We must remember that the very first command from God was, “Be fruitful and multiply…”[iv] I’m pretty sure He knew what that implied. In explaining the significance of Eve being taken from the rib bone of Adam, the Bible declares,
“For this reason, a man shall leave his father and his mother, and be joined to his wife; and they shall become one flesh.”[v]
While it is true that the Apostle Paul pitched the idea of celibacy, it was based on a personal preference rather than a Godly mandate. For him, a celibate life provided more time and attention for the things of God. He was also deeply concerned about the dire times in which they lived. Many were dying for their faith. This was even more difficult and painful for those with families.

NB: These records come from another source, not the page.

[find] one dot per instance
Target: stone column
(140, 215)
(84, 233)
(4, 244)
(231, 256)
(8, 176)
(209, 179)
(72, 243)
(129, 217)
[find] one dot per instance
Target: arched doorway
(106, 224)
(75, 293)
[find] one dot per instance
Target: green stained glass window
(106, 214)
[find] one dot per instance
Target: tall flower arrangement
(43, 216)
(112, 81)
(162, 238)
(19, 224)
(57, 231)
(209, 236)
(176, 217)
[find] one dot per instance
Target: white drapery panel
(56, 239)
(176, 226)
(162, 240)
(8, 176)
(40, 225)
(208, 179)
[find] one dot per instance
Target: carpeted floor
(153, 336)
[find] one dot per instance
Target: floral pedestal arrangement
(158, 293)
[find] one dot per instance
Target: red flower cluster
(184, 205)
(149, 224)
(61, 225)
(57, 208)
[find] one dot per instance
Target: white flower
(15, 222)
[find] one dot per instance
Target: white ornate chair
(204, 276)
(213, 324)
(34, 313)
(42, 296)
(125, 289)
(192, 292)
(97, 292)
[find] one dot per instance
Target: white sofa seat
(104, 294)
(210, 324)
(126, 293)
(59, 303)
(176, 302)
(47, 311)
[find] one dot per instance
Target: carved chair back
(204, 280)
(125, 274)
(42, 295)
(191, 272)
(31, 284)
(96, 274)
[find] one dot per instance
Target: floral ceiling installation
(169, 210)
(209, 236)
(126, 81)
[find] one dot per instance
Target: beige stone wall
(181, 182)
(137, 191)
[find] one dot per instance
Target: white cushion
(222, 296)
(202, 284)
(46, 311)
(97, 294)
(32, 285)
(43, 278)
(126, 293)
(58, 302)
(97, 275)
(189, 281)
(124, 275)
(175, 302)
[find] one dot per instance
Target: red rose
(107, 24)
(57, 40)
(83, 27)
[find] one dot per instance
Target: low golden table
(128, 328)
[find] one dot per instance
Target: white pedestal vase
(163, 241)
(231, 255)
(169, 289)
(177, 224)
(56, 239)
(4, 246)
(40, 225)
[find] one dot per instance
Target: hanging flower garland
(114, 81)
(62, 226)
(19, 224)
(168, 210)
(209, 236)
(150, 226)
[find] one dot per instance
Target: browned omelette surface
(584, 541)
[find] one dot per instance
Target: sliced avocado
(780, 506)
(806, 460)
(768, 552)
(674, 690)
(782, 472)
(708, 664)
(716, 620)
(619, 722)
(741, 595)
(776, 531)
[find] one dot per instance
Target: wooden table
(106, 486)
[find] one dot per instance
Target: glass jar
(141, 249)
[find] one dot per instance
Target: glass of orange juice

On the other hand, Paul also understood that most of us have not been given his gift of celibacy. “…God gives to some the gift of marriage, and to others the gift of singleness.”[vi] Because of this, he instructed believers to marry, be devoted to their spouse, and to fulfill one another’s physical needs:
"The husband should fulfill his wife’s sexual needs, and the wife should fulfill her husband’s needs. The wife gives authority over her body to her husband, and the husband gives authority over his body to his wife. Do not deprive each other of sexual relations, unless you both agree to refrain from sexual intimacy for a limited time so you can give yourselves more completely to prayer. Afterward, you should come together again so that Satan won’t be able to tempt you because of your lack of self-control."[vii]
On the other end of the spectrum, some worship sex. Focused on the activity rather than the relationship, many pursue a perfect moment rather than a loving, caring and committed lifetime. The target of our caring affections must always be the person, not simply what we get from them. To objectify anyone for personal pleasure is to build a mental idol to which we trade our energies to serve, and our mutual spiritual fulfillment for temporary gratification. Both parties are inevitably left spiritually and emotionally empty, while never attaining the deeper craving for oneness. Satan’s goal to separate a man from God – and a man from a woman – is thereby achieved.
Considering the historical marriage vows, Sara Wenger Shenk, President of Goshen Theological Seminary explains beautifully why the public proclamation of marital intimacy is profoundly good:
“It boldly declares for all to hear that marriage includes bodily devotion to one’s partner… This public declaration, with its poetic beauty, is held within the deep wisdom of a traditional, communal recognition that keeping faith (fidelity) with one’s partner is profoundly good. That this bodily honoring of one’s partner is declared within public worship of our Creator God makes all the difference in the world… It is in our communal interest, our children’s interest, and our personal individual interest to reclaim the wisdom of the traditional assertion that for all involved, a decision to have sex with a partner should involve a public declaration of devotion to the body of that partner in the context or worship… After 40 years of being held and holding each other through floods of tears and pealing laughter, shattering grief and miraculous healing, humbling failure, and surprising joy, with my body, I worship and give thanks.”[viii]
The act of standing before God and friends and declaring openly and honestly the nature of our exclusive intimate relationship speaks volumes in a world where so many things that God made sacred are too often treated as common. It acknowledges the plan of our Creator and our intention to celebrate and be thankful for our partner in accordance with God’s will and purpose.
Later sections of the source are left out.